Opposition fighters closing on the loyalist stronghold battled with Qaddafi’s troops today, said Khaled el-Sayeh, a coordinator between the opposition’s military forces and its interim ruling council in Benghazi. The opposition column was targeted by warplanes as it approached Sirte, the Associated Press said. There were no immediate reports of casualties.
Reports on state television that Qaddafi’s troops had recaptured the central oil port of Ras Lanuf overnight were false and designed to “bring down the morale of the youths,” el-Sayeh said. The rebels were in control of the oil port early today.
In Tripoli, it was unclear who was carrying out the shooting on Sunday, or what caused it. Automatic weapon rounds, some of it heavy calibre, echoed around central Tripoli along with pro-government chants and whistling and a cacophony of car horns as vehicles sped through the vicinity, witnesses said.
However, government spokesman Mussa Ibrahim denied any fighting was under way in Tripoli. “Everything is safe. Tripoli is 100 per cent under control. What you are hearing is celebratory fireworks. People are in the streets, dancing in the square,” he told the Reuters news agency
Libyan state television said the shots were in celebration of Gaddafi forces having reclaimed the cities of Misrata and Az-Zawiyah. However, residents of Misrata told Al Jazeera that reports the city had been recaptured were false.

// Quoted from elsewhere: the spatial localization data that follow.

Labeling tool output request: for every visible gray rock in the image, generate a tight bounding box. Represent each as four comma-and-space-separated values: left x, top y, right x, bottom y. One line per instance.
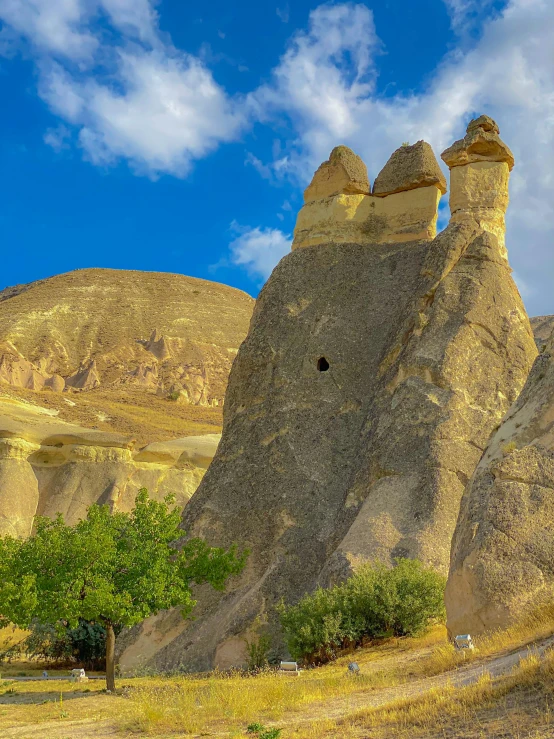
373, 140, 447, 196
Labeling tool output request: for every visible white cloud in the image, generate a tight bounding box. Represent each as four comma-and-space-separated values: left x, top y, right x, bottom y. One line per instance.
99, 0, 160, 43
0, 0, 98, 60
0, 0, 161, 58
249, 0, 554, 315
43, 123, 72, 151
40, 50, 244, 176
442, 0, 497, 32
0, 0, 245, 177
276, 4, 289, 23
228, 223, 292, 281
251, 3, 379, 152
245, 151, 274, 181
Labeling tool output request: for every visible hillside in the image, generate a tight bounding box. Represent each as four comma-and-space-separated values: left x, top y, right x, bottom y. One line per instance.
0, 268, 254, 537
0, 269, 254, 444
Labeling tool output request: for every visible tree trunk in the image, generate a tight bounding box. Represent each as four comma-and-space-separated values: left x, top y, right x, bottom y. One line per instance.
105, 622, 116, 692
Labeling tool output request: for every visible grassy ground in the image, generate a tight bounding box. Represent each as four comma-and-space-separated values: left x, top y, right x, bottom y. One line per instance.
2, 611, 554, 739
1, 385, 223, 445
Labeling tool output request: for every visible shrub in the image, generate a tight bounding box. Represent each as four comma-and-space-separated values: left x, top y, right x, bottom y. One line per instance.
16, 618, 111, 670
245, 634, 272, 671
278, 559, 446, 663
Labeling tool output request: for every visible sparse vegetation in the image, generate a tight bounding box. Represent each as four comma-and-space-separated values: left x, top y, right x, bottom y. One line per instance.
245, 633, 272, 671
278, 559, 446, 663
9, 618, 110, 670
1, 611, 554, 738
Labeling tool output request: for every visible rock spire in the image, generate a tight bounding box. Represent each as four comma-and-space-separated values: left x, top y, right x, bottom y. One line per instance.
119, 118, 537, 674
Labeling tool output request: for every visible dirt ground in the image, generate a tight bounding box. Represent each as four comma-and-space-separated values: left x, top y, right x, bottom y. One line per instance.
1, 632, 553, 738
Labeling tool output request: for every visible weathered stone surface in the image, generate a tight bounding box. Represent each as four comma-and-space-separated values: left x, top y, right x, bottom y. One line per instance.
293, 187, 442, 249
373, 141, 447, 197
531, 315, 554, 350
442, 118, 513, 260
441, 116, 514, 170
119, 122, 536, 672
446, 332, 554, 637
294, 142, 446, 250
0, 268, 253, 423
304, 146, 370, 203
0, 394, 220, 537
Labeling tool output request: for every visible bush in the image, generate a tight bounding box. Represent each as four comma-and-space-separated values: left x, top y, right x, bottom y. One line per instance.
245, 634, 272, 671
18, 618, 110, 670
278, 559, 446, 663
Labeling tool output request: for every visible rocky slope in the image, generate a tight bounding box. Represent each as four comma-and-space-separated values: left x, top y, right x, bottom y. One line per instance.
530, 315, 554, 350
0, 269, 253, 537
118, 117, 537, 673
446, 327, 554, 637
0, 393, 221, 538
0, 268, 253, 411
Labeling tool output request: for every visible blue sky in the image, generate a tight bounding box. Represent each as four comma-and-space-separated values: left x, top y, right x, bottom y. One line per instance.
0, 0, 553, 315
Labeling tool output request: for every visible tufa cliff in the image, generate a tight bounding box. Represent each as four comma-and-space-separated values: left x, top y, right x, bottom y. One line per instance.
446, 326, 554, 637
119, 117, 537, 673
0, 392, 220, 538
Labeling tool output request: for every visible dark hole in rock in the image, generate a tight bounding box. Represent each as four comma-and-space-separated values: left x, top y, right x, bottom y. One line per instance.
317, 357, 330, 372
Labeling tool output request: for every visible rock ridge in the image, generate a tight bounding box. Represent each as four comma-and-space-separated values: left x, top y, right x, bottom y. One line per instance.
119, 117, 537, 673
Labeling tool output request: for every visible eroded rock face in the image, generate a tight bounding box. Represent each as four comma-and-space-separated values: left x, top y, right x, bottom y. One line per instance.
120, 117, 537, 673
446, 333, 554, 637
293, 145, 442, 249
303, 145, 371, 202
0, 395, 221, 537
373, 140, 447, 197
0, 268, 253, 408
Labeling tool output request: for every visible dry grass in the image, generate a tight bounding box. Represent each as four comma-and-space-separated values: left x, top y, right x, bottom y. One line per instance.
2, 385, 223, 445
296, 645, 554, 738
2, 610, 554, 739
124, 665, 400, 735
408, 600, 554, 680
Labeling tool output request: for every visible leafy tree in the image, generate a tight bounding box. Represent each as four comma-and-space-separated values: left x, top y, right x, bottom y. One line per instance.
0, 489, 247, 690
279, 559, 446, 663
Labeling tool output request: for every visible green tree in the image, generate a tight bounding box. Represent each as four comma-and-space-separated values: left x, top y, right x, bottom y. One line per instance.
0, 489, 246, 691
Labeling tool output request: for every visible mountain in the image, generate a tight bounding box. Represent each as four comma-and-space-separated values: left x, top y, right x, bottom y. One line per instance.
0, 268, 254, 445
0, 268, 254, 537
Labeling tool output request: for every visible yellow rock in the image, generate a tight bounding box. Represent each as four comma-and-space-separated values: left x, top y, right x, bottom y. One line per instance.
303, 145, 370, 203
293, 186, 442, 249
449, 161, 510, 258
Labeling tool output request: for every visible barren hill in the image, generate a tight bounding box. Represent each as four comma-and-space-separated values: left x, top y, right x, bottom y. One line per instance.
0, 269, 254, 444
0, 269, 253, 537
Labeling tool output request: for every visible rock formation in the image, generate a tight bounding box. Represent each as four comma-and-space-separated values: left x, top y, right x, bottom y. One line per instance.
530, 315, 554, 351
0, 268, 253, 538
0, 268, 253, 409
0, 394, 220, 538
446, 329, 554, 637
118, 118, 537, 673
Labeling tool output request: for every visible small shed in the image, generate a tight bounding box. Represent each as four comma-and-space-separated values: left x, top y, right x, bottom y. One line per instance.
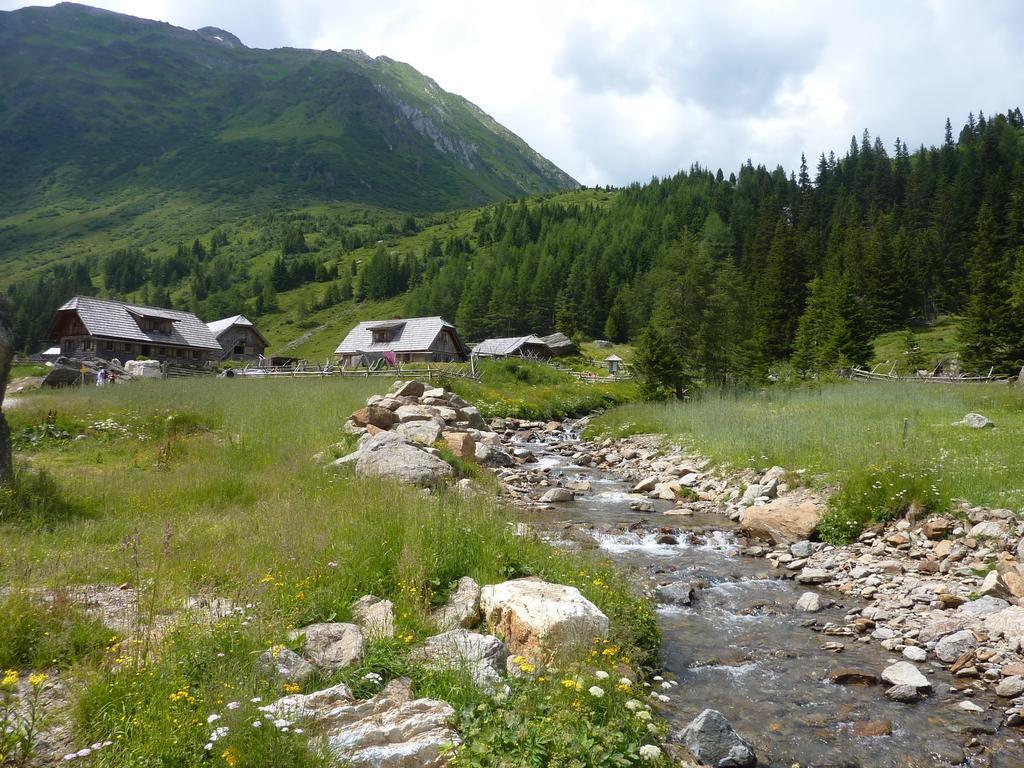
206, 314, 269, 361
471, 335, 552, 358
538, 332, 577, 357
604, 354, 623, 375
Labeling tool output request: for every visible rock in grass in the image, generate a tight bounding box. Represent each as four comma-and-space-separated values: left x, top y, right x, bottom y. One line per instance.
881, 661, 931, 691
479, 577, 608, 659
269, 677, 458, 766
680, 708, 757, 768
351, 595, 395, 639
432, 576, 482, 632
960, 413, 993, 429
355, 431, 453, 486
409, 629, 508, 688
289, 622, 365, 672
259, 646, 314, 683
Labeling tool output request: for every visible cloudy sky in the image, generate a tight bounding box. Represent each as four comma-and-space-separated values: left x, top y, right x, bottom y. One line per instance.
4, 1, 1024, 186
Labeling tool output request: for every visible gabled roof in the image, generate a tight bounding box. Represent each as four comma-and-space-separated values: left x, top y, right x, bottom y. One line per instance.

The army – most of which has turned against Gaddafi in that area – as well as protesters have encircled a small pocket of militia loyal to Gaddafi in part of the air force base in the south of the city, but there has been no direct fighting for two days.
Meanwhile, the Associated Press news agency reported that Libyan warplanes had launched air strikes on an anti-Gaddafi force advancing towards the city of Sirte, a Gaddafi stronghold.

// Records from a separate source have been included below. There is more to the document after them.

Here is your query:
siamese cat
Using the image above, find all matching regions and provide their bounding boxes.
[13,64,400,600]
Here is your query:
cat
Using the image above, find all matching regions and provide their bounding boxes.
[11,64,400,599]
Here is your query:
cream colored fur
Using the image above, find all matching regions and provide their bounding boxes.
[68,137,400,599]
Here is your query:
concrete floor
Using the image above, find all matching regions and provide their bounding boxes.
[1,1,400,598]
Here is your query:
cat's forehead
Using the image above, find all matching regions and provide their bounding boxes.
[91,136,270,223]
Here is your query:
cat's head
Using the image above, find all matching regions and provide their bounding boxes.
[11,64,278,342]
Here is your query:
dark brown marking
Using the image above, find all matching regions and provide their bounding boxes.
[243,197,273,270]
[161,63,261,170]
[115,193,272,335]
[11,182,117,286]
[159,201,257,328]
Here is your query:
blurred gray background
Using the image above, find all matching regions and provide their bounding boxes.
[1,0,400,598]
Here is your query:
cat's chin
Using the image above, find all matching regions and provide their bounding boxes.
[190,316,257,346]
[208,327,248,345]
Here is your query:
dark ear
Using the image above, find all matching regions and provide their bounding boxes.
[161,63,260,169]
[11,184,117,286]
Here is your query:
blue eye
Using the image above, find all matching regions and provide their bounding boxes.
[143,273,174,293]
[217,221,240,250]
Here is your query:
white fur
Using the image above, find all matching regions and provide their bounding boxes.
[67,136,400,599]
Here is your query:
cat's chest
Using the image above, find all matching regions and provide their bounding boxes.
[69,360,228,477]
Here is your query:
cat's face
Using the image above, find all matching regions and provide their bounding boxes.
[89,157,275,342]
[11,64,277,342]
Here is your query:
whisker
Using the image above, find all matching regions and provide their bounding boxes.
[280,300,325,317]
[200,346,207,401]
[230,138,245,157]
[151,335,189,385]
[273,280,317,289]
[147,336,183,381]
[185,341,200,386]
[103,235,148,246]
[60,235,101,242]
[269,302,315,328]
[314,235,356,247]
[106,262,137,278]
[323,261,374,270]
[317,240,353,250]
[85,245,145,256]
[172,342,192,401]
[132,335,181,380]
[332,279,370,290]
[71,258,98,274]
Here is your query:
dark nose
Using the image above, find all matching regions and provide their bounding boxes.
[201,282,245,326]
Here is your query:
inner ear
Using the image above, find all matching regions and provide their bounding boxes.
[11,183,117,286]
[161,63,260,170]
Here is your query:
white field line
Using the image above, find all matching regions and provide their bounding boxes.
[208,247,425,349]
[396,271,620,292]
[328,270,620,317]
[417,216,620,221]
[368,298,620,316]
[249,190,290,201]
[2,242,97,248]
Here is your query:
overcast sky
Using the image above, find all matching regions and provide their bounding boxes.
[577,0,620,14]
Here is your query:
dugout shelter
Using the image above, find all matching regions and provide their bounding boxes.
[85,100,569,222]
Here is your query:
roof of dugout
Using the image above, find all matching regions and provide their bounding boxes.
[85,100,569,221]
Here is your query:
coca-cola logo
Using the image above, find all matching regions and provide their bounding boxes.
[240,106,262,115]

State TV meanwhile showed pictures of tanks, armored-personnel carriers and other weapons it said were seized on Saturday from rebels in Az-Zawiyah.
More than 30 people were martyred and as many as 200 people were said to have been wounded in the fighting that drove government forces out of the town.
Elsewhere, anti-government forces were in control of Ras Lanuf, which houses a major refinery and petrochemical complex, and the nearby town of Bin Jawad.
In the west of Libya, rebels claim to have taken full control of the oil port of Ras Lanuf
However, there were reports on Sunday that forces loyal to Gaddafi had attacked the opposition in Bin Jawad. One fighter said the Gaddafi loyalists had attacked with machine guns and rocket-propelled grenades, Reuters news agency reported. Other rebel fighters in Ras Lanuf said they had received news of the attack by phone. ”
Benghazi, Libya’s second city, is in the hands of anti-government forces, but Libyan state television said on Sunday that forces loyal to Gaddafi are on their way to the city.
Europe sent experts to Libya Sunday on a “fact-finding” mission as diplomatic activity intensifies in Brussels and at the United Nations. The European Union’s High Representative for foreign and security affairs, Catherine Ashton said she wanted “first-hand, real-time information” to feed into proposals for a gathering of EU foreign ministers on Thursday and the bloc’s emergency summit on events in Arab countries on Friday.